On Collaborative Filtering



Categories: Uncategorized

A recent set of technologies have been devised to help websites learn

about their users and take intelligent actions accordingly. These

technologies, called “recommendation engines” or “collaborative

filtering,” examine a user’s past viewing habits and compare them with

other users who have similar interests. If your interests were found

to parallel another group of users, then the system could start making

suggestions: suppose you normally never listened to any country music,

but you liked bands X, Y, and Z, a whole lot. Now if a whole bunch of

other people who don’t normally like country and also like X, Y, and Z

suddenly all are listening to (and loving) this one country band, the

system might suggest it to you and be relatively confident that you’ll

like it.

This technology is neither brand new or obscure: Amazon.com uses it

extensively on their website to recommend books to buyers. Indeed,

Firefly applied recommendation engine technology to CD purchases on

the web many years ago. Unfortunately for them, they took too long to

license out their technology (they wanted to be the only people on the

‘Net with that technology) and were subsequently steamrolled over as

companies like Net Perceptions came to market swiftly with

sophisticated engines. Microsoft quietly picked Firefly off with what

was rumored to be a humiliatingly cheap acquisition.

But the fact that no online digital music providers have yet to openly

embrace this technology seems surprising to me: this technology is

absolutely key to the success of online audio. Why? Because new

publishing and distribution infrastructures will make it very easy for

artists to publish profusely on the web. Like the 500-channel

television, the diversity of content is appreciated, but the sheer

quantity of music on the Net could prove so overwhelming as to

discourage listeners (and potential buyers) from seeking out the music

they would enjoy. Techie geeks refer to this as “the signal-to-noise

ratio problem:” if you only hear one band you like (signal) for every

twenty you don’t (noise), you won’t want to spend your time poking

around for that one band.

The record industry had a fairly effective technique for increasing

the signal-to-noise ratio for music: the original point of those

practicing A&R, or “Artists and Repertoire,” at record labels was to

seek out the good bands that the majority of the population would

enjoy. But the Internet offers us what no A&R man could – the

potential for individuals to have access to the bands they love both

big and small, from all around the world.
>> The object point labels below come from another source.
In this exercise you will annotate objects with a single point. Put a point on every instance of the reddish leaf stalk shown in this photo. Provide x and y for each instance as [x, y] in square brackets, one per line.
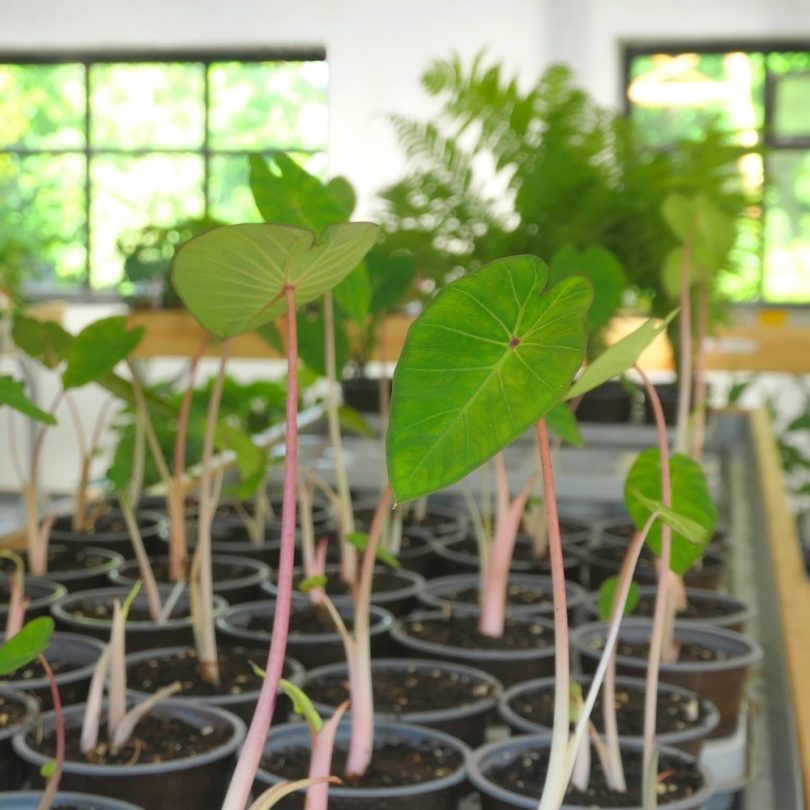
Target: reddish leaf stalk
[242, 780]
[554, 788]
[662, 596]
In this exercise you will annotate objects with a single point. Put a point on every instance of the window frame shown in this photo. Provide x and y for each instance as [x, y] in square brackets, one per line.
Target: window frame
[83, 292]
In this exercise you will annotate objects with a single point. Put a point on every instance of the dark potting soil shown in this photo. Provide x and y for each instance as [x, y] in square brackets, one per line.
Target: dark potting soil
[526, 775]
[517, 595]
[462, 631]
[11, 711]
[235, 672]
[393, 763]
[398, 691]
[704, 609]
[687, 653]
[65, 559]
[157, 738]
[675, 712]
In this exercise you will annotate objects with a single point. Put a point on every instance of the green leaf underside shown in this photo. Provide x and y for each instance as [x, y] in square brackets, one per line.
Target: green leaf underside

Recommendation engines make

this possible, and reduce the signal-to-noise ratio by presenting

music that, based on your prior listening tastes, you’re likely to


Ultimately, this obviates A&R: once somebody has heard a band that she

deems pleasant to listen to, it will be recommended to those of

similar taste – if they like it, it may get recommended to their

friends, etc. In this way, the popularity of music is decided on more

by the taste of the people than the marketing push of a major label. A

small folk artist in Oklahoma could become vastly popular in Northern

India; who knows? Everybody benefits from this technology: artists,

who get better exposure; consumers, who hear more music that they

enjoy; and sites, which have more satisfied customers than before.

To date, people have argued that online audio sites have not yet

adopted this technology because of a paucity of content: when there

are only 15 artists on a site, a recommendation engine is hardly

appropriate. But with the rising tide of acceptance of online

distribution, floods of artists have been flocking to centralized

music portals like eMusic, MP3.Com, and Audio Explosion. This newfound

influx has left the sites unable to provide tasteful experiences for

their users, leaving them instead awash in a flow of “exotic” (to

phrase it kindly) amateur music from around the world. They have

reached the size and maturity to move to collaborative filtering.

And move they must: the stakes are large in this brave new world and

the listeners plentiful. The winners will quickly adopt and manage

these new technologies, and those less nimble will be left wondering

why more people didn’t come listen to their 15,000 artists.